Hay un dato que no es científico pero que algo tiene que significar: sólo un porcentaje mínimo de los dibujantes que conozco sabe conducir, y nunca son los mejores. Los grandes dibujantes no conducen porque el ejercicio de su profesión los tiene embocados a una ensoñación corriente que tal vez los iba a estampar, porque saben de una fuga mejor que la velocidad, conocen ese atajo comparable sólo al canto y por ello suelen gastar mujeres conductoras o prefieren desplazarse en un tren, se dejan llevar. Porque un dibujante no puede responsabilizarse de sí mismo como no puede hacerlo un poeta.

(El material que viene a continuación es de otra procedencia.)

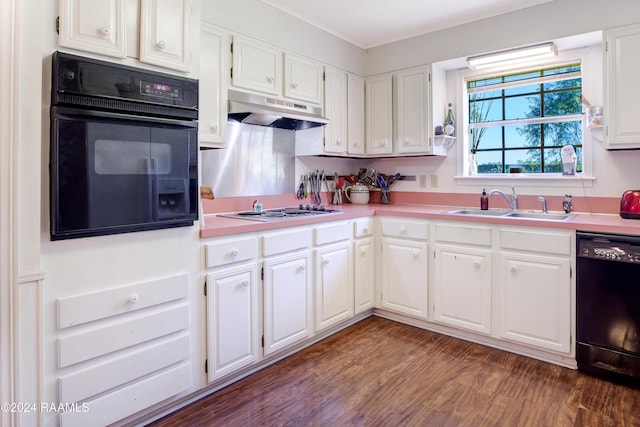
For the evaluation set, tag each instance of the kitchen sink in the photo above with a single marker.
(480, 212)
(540, 216)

Dibujar, como escribir, es ir siendo e ir haciendo pero es más un ir estando, y se está mejor más tranquilo que llevando un coche por la nacional tres, que se te puede cruzar un conejo. Un dibujante puede ponerse al volante si es para jugarse la cabeza con el diablo, pero nunca para ir a ninguna parte.

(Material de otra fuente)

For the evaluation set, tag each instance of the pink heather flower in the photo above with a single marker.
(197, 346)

Dibujar no aporta gran cosa pero no cuesta nada, escribió Topor en un cuento, y yo creo que si hay quien no dibuja es porque se lo han quitado o le han comprado una moto. Dibujar es lo que primero y de verdad hace el hombre antes de extraviarse en la jurisdicción que le tienen preparada los otros hombres, que son todos unos necios y unos viles miserables como vamos a ser nosotros si no nos desayunamos fuerte. A dibujar no se puede aprender como no se aprende a escribir, porque ya se sabe, y a la hora de dibujar, como a la de escribir, está lo que se siente y está lo que se formula, que acaba siendo por fuerza una aproximación, un fiasco si no se acude a la poesía, y esto es algo que también ocurre en el cine y en todas las estaciones.
De cara al futuro, el joven dibujante debe tener presente que los sentidos y la percepción son más fuertes que las palabras, aunque a veces no se manifiestan hasta que se los nombra. Tienen un pacto con la lengua, estos elementos, y para vencerlos hay que saber que el mejor dibujo no es siempre el más fácil pero sí el más sencillo. Yo esto se lo explicaría a más de un lumbreras, le explicaría que la academia te puede enseñar a pensar el dibujo, a manejar herramientas (te enseñan las manos, en la academia) y a someterte a unas disciplinas de nadador, que es una actividad parecida a la del dibujo, pero la academia sólo cobra sentido cuando se la niega y esto ha de hacerse antes de que nos atrofie las intuiciones y nos embargue la mirada. A la academia está bien tirársela si no hay nada mejor cerca, por afinidad y hacer amigos, pero si nos preña hay que meterse una percha oxidada o nos va a complicar el porvenir y nos va a impedir el gozo y hasta la vanguardia.
En la academia o en el hogar, primero se dibuja un algo y la segunda vez ya no se puede dibujar por vez primera, pero sí hay que dibujarlo como si se estuviera comprendiendo por primera vez. Este mecanismo mental es necesario porque dibujar sabiendo lo que se dibuja es como tararear siempre la misma canción. En el dibujo, como en el amor y también como en la escritura, conviene desechar preexistentes y saber que el estilo es todo y es trino, y hay que dar con un estilo tan entonado que nos subyugue el discurso, sonsacarle el estilo a las propias carencias y lograr una cohesión entre las necesidades de uno (las necesidades, un artista, debe hacérselas siempre encima) y la pericia precaria o fenomenal. Y a partir de ahí ser dibujante o dibujaor, preciso o más bien flamenco, y honrar con un lápiz graso (la tableta gráfica os la metéis por el culo y le hallaréis entonces la sensualidad) la edad primera y única del hombre.